I watched way too much of the RNC yesterday. Today, not so much. I learned my lesson, and let’s face it John McCain isn’t as fascinating as Sarah Palin.
I heard a lot of things that deserved the Cara de Fuchi. First Rudy Giuliani sneered and laughed at the concept of being a community organizer. The overwhelmingly white audience laughed. That was bad enough. And then Palin — the pit bull with lipstick — defended her experience as a small town mayor by saying that she had actual responsibilities, unlike a community organizer. More laughter. Ugh. Bad move, GOP… especially when Day 2 of your convention was all about “service.”
But I’m biased, and you all know that. I’m all for Obama and value his experience organizing recently laid-off factory workers in the South Side of Chicago. I know many community organizers. Some of my best friends are community organizers. And guess what? They work hard and have real responsibilities.

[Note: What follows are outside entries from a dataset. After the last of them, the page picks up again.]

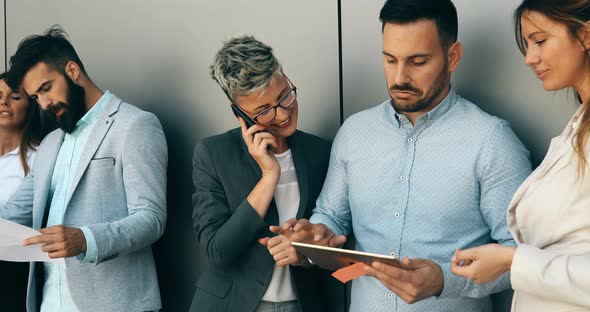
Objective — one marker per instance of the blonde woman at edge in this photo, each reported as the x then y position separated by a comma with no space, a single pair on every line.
19,135
549,215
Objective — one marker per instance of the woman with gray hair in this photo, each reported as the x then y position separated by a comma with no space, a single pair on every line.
249,178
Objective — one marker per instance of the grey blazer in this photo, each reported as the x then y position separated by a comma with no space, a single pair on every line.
228,227
119,193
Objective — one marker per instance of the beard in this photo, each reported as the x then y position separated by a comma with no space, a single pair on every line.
439,85
73,109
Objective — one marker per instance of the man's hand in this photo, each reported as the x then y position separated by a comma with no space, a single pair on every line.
304,231
60,241
417,279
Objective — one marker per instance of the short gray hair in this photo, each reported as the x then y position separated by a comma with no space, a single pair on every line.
244,65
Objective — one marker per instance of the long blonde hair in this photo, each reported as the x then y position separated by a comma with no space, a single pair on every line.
575,14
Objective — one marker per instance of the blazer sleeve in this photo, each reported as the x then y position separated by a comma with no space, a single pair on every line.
144,160
224,234
551,275
19,208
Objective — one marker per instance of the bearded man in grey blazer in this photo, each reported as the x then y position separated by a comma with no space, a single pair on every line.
97,190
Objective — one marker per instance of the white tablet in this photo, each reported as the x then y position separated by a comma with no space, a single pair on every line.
335,258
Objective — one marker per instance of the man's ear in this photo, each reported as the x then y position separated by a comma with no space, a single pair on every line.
454,54
73,71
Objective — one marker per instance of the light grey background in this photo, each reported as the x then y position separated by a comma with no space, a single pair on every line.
2,55
155,54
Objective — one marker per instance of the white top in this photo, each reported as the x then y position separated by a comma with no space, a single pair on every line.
549,218
12,173
287,199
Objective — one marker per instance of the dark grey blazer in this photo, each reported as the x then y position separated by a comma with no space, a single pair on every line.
228,227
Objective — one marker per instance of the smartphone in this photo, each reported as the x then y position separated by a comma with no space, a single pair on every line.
249,122
239,113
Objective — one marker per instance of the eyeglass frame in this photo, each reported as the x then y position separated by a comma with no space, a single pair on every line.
279,102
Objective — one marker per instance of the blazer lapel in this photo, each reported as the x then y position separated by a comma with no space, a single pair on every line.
302,171
99,131
43,175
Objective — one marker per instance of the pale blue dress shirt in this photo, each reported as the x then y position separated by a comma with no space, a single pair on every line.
422,191
56,294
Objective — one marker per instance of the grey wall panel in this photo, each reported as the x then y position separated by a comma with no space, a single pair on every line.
155,54
492,73
2,36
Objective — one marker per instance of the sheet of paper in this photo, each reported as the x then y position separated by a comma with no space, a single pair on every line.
12,236
350,272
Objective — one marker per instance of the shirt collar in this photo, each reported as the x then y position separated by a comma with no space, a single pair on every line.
92,115
432,116
11,153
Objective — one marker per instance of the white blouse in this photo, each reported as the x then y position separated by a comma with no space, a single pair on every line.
12,173
549,217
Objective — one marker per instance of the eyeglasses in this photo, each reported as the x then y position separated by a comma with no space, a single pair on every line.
285,102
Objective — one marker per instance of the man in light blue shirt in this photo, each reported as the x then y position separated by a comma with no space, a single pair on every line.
419,175
97,190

Junichi at Poplicks articulates my feelings pretty well:
In no uncertain terms, they told Dr. King, A. Philip Randolph, Dolores Huerta, Cesar Chavez, Susan B. Anthony, Harriet Tubman, and countless other social workers, labor activists, religious leaders (on all ends of the political spectrum), and champions for the underprivileged that their work was meaningless and worthless.
So much for helping voters forget that John McCain voted against a holiday honoring MLK.
As if grassroots organizing was not already the key to Obama’s success, Sarah Palin just stoked the fires of the wrong base.
Jay Smooth, my favorite vlogger, noted the similarities between the RNC and the Player Hater’s Ball. He also has some great points about community organizers working with churches.